The invention relates to surge protection circuitry. More particularly, the invention relates to methods and systems for reducing clamp voltages in surge protection circuitry.
Electrical power surges can cause equipment failure. Surges can be transient in nature, and may be caused by events such as lightning strikes, short-circuited power lines, or power supply failure. Equipment failure results from failure of electrical circuits that are unable to handle high energy signals.
Transient, or surge protection devices protect equipment from failure by providing a path to ground for high energy signals, so that the high energy signals bypass downstream equipment. A common method of implementing a surge protection device is to provide a low resistance path to ground which is usually disconnected from downstream equipment to be protected but becomes connected to the downstream equipment when a high energy signal is sensed.
Conventional surge protection devices may include a suppression component such as a diode, coupled between a power supply and downstream equipment that is to be protected by a surge protection device. When the diode senses a high-energy electrical signal and if the voltage of the signal is above the threshold voltage, the diode starts conducting current to ground. The magnitude of voltage at which the signal causes the diode to conduct is called the clamp voltage and is equal to the sum of the threshold voltage of the diode and any voltage drop caused by impedance in any electrical connection of the diode. Ideally, the clamp voltage should be close to the diode threshold voltage because diode threshold voltages are generally well specified under a range of operating conditions, unlike electrical connection impedances. Impedance is unpredictable with respect to transient high energy signals because it is proportional to voltage switching frequencies which are unpredictable.
Surge protection devices are often implemented on printed circuit boards in order to minimize the size of the device, to automate production, and to reduce the cost of production. Printed circuit boards typically may include an insulating substrate to isolate components mounted thereon and copper traces on the substrate to connect components (e.g., integrated circuits). The copper traces connecting the components generate inductance when the traces conduct current. Typically, power supply signals to equipment, and to electrical circuits in general, is either of zero frequencyxe2x80x94i.e., DC (Direct Current)xe2x80x94or of a fixed non-zero frequencyxe2x80x94i.e., AC (Alternating Current)xe2x80x94. Therefore, when the suppression components in a surge protection device are not conducting current, the copper traces generate inductive reactances of small or zero magnitude.
However, during transient conditions, the electrical signals presented to surge protection devices are typically of higher frequencies. At higher frequencies, the trace inductance of the printed circuit board forms a larger portion of trace impedance, as impedance, Z, of an inductor is described by Z=jxcfx89L (frequency, xcfx89; inductance, L). Therefore, it is desirable to reduce trace inductances, thereby decreasing clamp voltages of surge protection devices.
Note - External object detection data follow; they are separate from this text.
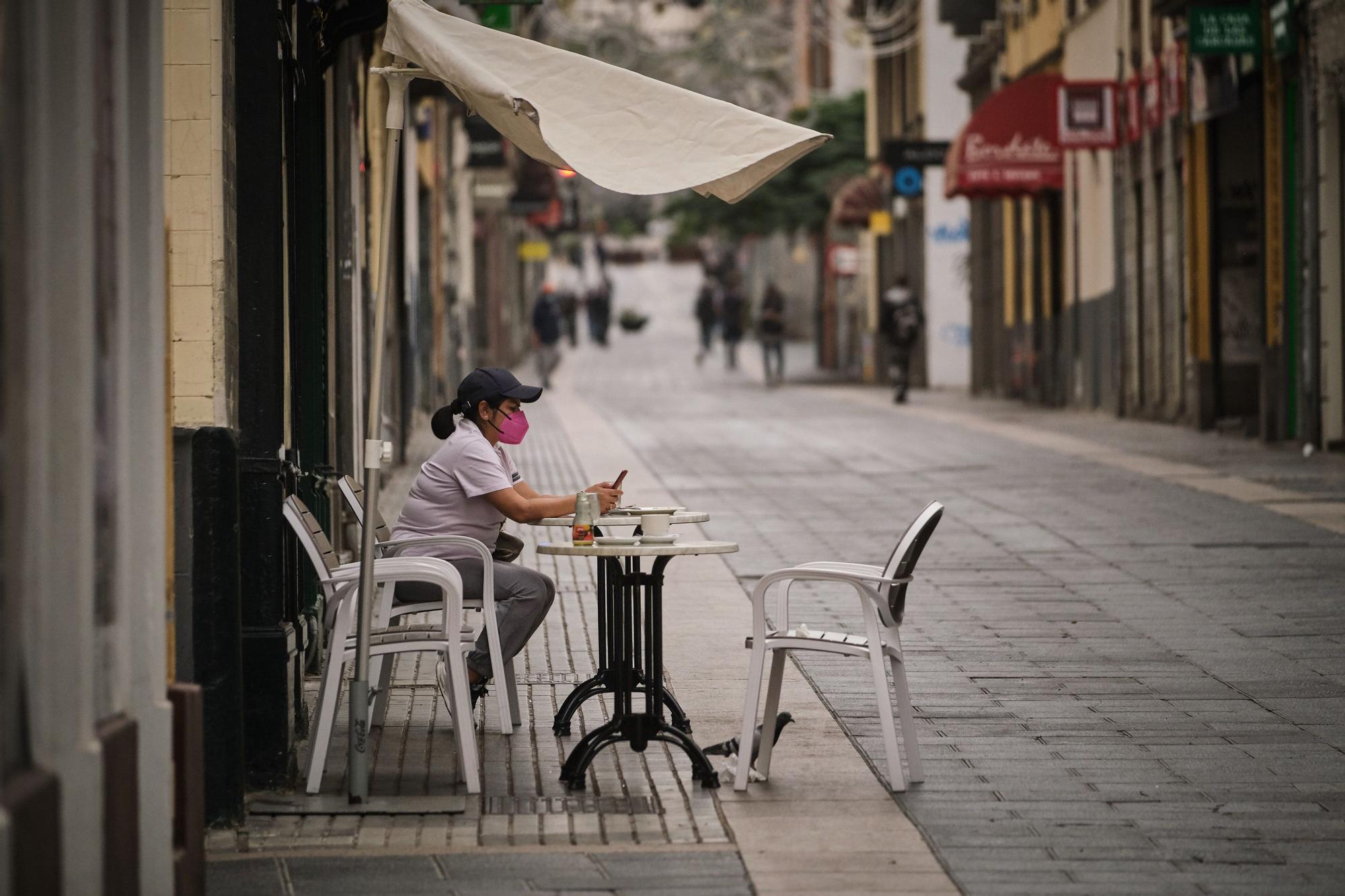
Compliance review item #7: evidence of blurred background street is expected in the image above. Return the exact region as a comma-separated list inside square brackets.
[7, 0, 1345, 896]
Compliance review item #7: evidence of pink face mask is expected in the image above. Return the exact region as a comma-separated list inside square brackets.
[491, 407, 527, 445]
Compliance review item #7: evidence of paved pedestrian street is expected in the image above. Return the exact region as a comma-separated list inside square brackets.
[211, 265, 1345, 895]
[566, 259, 1345, 893]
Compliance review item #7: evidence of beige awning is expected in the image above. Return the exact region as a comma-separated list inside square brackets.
[383, 0, 831, 202]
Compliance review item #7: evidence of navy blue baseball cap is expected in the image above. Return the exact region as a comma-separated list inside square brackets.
[457, 367, 542, 407]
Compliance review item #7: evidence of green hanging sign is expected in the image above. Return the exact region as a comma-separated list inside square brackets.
[1270, 0, 1298, 59]
[1190, 4, 1262, 56]
[476, 3, 514, 31]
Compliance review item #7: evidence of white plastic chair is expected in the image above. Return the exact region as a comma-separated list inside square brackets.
[733, 502, 943, 791]
[338, 477, 523, 735]
[284, 497, 482, 794]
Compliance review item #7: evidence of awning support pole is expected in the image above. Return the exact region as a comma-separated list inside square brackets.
[347, 60, 416, 803]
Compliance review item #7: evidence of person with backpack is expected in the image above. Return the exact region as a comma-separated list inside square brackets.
[878, 276, 924, 405]
[695, 278, 720, 364]
[757, 282, 784, 386]
[533, 282, 561, 389]
[720, 272, 748, 370]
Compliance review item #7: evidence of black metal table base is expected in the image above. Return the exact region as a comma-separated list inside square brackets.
[551, 669, 691, 737]
[553, 556, 720, 790]
[561, 713, 720, 790]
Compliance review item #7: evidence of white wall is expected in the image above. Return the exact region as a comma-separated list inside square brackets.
[920, 0, 971, 389]
[10, 0, 172, 895]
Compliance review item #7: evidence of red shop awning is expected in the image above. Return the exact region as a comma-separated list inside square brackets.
[943, 74, 1064, 196]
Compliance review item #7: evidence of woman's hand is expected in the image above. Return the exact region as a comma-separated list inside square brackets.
[584, 482, 624, 514]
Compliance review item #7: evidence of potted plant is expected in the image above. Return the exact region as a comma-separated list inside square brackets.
[616, 308, 650, 332]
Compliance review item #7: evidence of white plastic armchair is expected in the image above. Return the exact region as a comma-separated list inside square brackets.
[733, 502, 943, 791]
[338, 477, 522, 735]
[284, 497, 480, 794]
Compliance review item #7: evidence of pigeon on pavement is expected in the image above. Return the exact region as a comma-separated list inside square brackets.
[705, 713, 794, 766]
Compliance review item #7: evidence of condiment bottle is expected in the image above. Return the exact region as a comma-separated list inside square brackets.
[573, 491, 597, 548]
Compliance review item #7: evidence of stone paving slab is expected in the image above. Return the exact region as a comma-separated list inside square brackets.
[572, 257, 1345, 893]
[206, 849, 753, 896]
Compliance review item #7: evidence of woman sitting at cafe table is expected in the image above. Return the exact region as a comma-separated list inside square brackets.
[393, 367, 621, 706]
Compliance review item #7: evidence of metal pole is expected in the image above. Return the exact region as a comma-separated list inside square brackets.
[350, 67, 416, 803]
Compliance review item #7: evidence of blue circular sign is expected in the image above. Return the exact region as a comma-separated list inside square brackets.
[892, 165, 924, 196]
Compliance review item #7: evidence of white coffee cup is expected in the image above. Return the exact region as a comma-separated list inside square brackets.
[640, 514, 672, 536]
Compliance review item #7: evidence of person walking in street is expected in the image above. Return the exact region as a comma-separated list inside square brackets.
[757, 282, 784, 386]
[695, 278, 720, 366]
[585, 274, 612, 347]
[878, 276, 924, 405]
[393, 367, 621, 706]
[720, 273, 746, 370]
[555, 288, 580, 348]
[533, 282, 561, 389]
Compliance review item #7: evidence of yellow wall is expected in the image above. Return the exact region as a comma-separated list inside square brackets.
[1061, 0, 1120, 304]
[999, 0, 1065, 81]
[164, 0, 230, 426]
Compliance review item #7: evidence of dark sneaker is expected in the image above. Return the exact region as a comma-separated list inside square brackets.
[434, 659, 486, 715]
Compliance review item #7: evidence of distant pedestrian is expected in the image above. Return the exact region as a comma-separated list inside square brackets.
[878, 277, 924, 403]
[695, 280, 720, 364]
[757, 282, 784, 386]
[533, 284, 561, 389]
[720, 277, 748, 370]
[585, 277, 612, 345]
[555, 289, 580, 348]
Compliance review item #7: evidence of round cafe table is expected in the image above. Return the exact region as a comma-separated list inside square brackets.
[537, 541, 738, 790]
[531, 510, 710, 736]
[531, 510, 710, 528]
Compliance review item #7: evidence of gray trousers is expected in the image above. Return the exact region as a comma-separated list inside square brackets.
[394, 560, 555, 678]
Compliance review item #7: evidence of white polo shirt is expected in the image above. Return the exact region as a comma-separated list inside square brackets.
[393, 419, 522, 560]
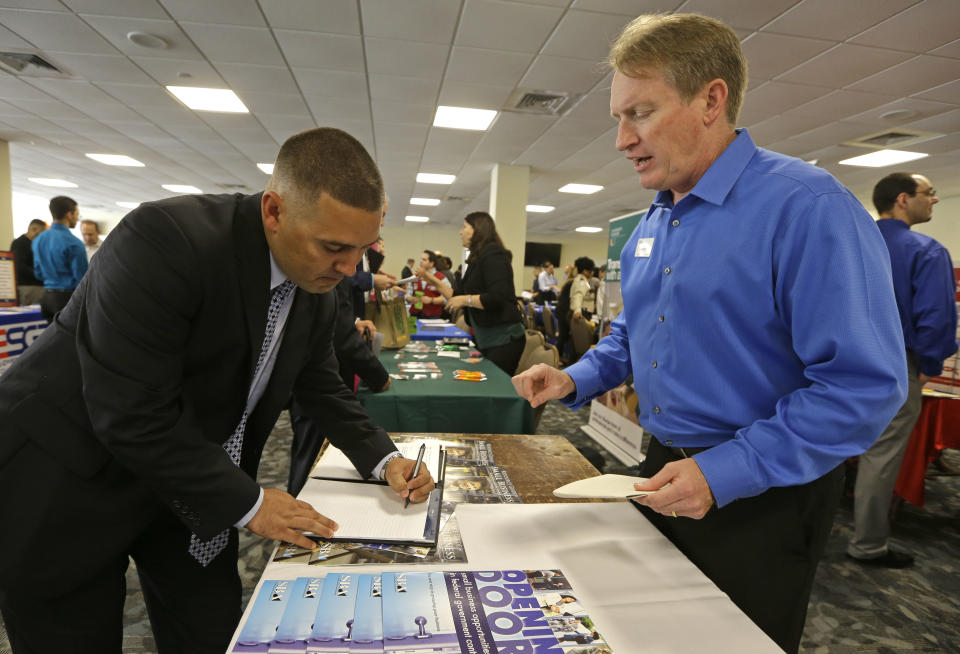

A typical surge protection device may include diodes connected in parallel that conduct in the event that high energy signals occur. In an effort to reduce the size of the overall surge protection device, more than one diode is often required to meet the specifications for the surge protection device. In a typical arrangement of parallel-connected diodes, electrical connections can contribute both self-inductance and mutual inductance to trace inductances.
Therefore, it is desirable to provide a method for connecting suppression components in surge protection devices such that the clamp voltages of the surge protection devices are reduced.
It is an object of the invention to provide a method for connecting suppression components in surge protection devices such that the clamp voltages of the surge protection devices are reduced. If overall inductance in a surge protection device is decreased, the clamp voltage of the surge protection device is reduced. The present invention provides a method for arranging suppression components such that overall inductance is decreased, by decreasing mutual inductance. The orientation of suppression components can be manipulated such that when the suppression components conduct, the current flow of neighboring suppression components can be in opposite directions. The direction of current flow affects the direction of any magnetic field induced by the current flow, and hence any mutual inductance caused by the current flow. Additive effects of mutual inductance may thus be reduced by changing the orientation of the suppression components. A reduction in overall inductance follows any reduction in mutual inductance, and thus, a method is provided for decreasing the clamp voltage of a surge protection device.